In diese Überfamilie gehören auch die Finken; sie sind weltweit verbreitet.  Viele Vögel heißen „Finken“, so die Prachtfinken; im engeren Sinne sind die  Edelfinken, Stieglitzartigen und Organisten gemeint. Bei uns zuhause sind u.a. der Dompfaff oder Gimpel (Pyrrhula pyrrhula) und der Buchfink (Fringilla coelebs).

Zwei Familien, Altweltammern und die Sporn- und Schneeammern, kehrten nach Eurasien zurück und kolonisierten dort.
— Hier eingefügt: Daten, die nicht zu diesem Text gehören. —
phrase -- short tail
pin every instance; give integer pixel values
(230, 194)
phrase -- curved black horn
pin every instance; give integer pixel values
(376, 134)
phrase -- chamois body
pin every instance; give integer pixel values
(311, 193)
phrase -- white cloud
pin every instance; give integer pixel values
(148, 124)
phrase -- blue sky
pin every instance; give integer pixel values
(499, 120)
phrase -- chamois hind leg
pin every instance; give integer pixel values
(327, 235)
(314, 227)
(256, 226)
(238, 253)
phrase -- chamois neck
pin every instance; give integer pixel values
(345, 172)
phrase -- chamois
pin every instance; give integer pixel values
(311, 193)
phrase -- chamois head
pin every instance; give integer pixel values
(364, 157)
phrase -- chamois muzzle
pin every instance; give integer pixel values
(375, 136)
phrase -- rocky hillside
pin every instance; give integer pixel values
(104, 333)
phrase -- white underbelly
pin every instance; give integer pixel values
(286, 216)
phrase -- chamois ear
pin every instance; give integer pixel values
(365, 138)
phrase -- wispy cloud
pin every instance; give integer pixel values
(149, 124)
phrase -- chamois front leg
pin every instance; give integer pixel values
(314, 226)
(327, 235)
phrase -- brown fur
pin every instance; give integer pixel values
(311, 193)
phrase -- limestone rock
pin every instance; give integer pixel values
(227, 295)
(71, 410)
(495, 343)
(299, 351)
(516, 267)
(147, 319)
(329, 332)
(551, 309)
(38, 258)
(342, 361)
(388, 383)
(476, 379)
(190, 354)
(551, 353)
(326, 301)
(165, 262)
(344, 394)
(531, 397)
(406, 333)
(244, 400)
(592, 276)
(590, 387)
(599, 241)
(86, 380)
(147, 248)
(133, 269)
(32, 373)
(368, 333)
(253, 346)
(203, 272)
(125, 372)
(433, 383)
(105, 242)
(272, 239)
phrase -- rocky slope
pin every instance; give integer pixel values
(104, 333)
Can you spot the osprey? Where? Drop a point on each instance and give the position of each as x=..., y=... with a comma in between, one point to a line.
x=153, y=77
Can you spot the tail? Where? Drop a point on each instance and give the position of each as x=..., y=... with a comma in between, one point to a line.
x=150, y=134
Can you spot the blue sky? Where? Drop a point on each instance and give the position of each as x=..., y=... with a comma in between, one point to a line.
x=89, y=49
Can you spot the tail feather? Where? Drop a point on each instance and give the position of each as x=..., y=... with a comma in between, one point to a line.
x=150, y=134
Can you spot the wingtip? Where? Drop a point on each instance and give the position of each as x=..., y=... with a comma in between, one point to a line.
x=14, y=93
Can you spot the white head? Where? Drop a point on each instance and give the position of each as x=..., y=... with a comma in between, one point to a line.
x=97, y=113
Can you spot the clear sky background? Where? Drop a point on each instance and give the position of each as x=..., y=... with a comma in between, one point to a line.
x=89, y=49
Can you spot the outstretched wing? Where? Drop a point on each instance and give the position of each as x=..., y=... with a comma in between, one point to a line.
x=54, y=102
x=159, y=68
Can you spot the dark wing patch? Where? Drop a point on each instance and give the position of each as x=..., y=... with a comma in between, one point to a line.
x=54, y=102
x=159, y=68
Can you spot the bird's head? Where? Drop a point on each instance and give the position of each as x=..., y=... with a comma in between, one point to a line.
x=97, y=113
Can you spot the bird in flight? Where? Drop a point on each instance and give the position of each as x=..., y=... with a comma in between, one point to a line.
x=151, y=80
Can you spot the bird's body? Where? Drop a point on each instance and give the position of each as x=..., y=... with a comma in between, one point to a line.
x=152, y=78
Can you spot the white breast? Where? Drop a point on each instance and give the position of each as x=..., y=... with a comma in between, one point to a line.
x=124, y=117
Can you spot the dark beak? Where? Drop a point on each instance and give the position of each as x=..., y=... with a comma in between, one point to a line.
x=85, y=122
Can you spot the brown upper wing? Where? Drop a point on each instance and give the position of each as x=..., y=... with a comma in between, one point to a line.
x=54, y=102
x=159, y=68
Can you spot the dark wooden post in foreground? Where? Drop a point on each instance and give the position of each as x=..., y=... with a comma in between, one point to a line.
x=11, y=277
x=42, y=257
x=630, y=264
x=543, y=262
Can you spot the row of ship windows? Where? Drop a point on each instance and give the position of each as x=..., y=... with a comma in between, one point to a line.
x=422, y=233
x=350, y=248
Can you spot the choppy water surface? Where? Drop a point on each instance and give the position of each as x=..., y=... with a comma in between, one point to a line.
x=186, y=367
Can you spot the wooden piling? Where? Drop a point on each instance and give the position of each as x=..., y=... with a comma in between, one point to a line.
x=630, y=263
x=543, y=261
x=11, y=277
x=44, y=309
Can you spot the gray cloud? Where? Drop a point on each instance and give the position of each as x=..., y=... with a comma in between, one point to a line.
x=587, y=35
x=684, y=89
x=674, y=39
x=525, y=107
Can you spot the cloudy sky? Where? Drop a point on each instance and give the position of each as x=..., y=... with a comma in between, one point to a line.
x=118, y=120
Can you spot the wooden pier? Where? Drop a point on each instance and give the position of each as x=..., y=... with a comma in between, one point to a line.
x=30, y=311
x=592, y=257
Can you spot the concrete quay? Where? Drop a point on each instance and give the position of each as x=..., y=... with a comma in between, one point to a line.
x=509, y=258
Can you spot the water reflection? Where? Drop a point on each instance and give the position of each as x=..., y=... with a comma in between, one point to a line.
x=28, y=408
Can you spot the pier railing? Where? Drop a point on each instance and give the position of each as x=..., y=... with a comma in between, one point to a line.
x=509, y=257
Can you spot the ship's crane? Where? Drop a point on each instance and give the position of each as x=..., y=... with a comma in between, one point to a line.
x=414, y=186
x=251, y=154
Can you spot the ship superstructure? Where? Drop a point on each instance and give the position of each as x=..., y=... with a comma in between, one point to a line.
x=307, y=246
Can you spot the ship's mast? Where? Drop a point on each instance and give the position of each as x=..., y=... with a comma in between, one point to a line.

Zu den Altweltammern gehört auch die Goldammer (Emberiza citrinella), die häufigste Ammernart in Europa.

Zurück zur Vogeluhr

Früh um 03:00 singt der  Gartenrotschwanz M, dann um 03:10 das Rotkehlchen M, um 03:15 die Amsel M, um 03:20 der Zaunkönig S, um 03:30 der Kuckuck, um 03:45 die Kohlmeise S, um 03:50 der Zilpzalp (S), um 04:00 der Buchfink P, um 04:20 der Haussperling P, und schließlich um 04:40 der Star M.

Wobei der Kuckuck nicht zu den Singvögel gehört. Er bildet zusammen mit den Turacos und den Trappen die Klade Otidimorphe.

Der NABU bietet auf seiner Webseite eine besonders schöne, interaktive Vogeluhr an.

https://www.nabu.de/tiere-und-pflanzen/voegel/vogelkunde/voegel-bestimmen/20663.html

Genieße wir den Gesang der Vögel. Und auch, dass uns ein paar Dinosaurier geblieben sind.

Oliveros et. al. „Earth History and the Passerine Superradiation“ von 2019.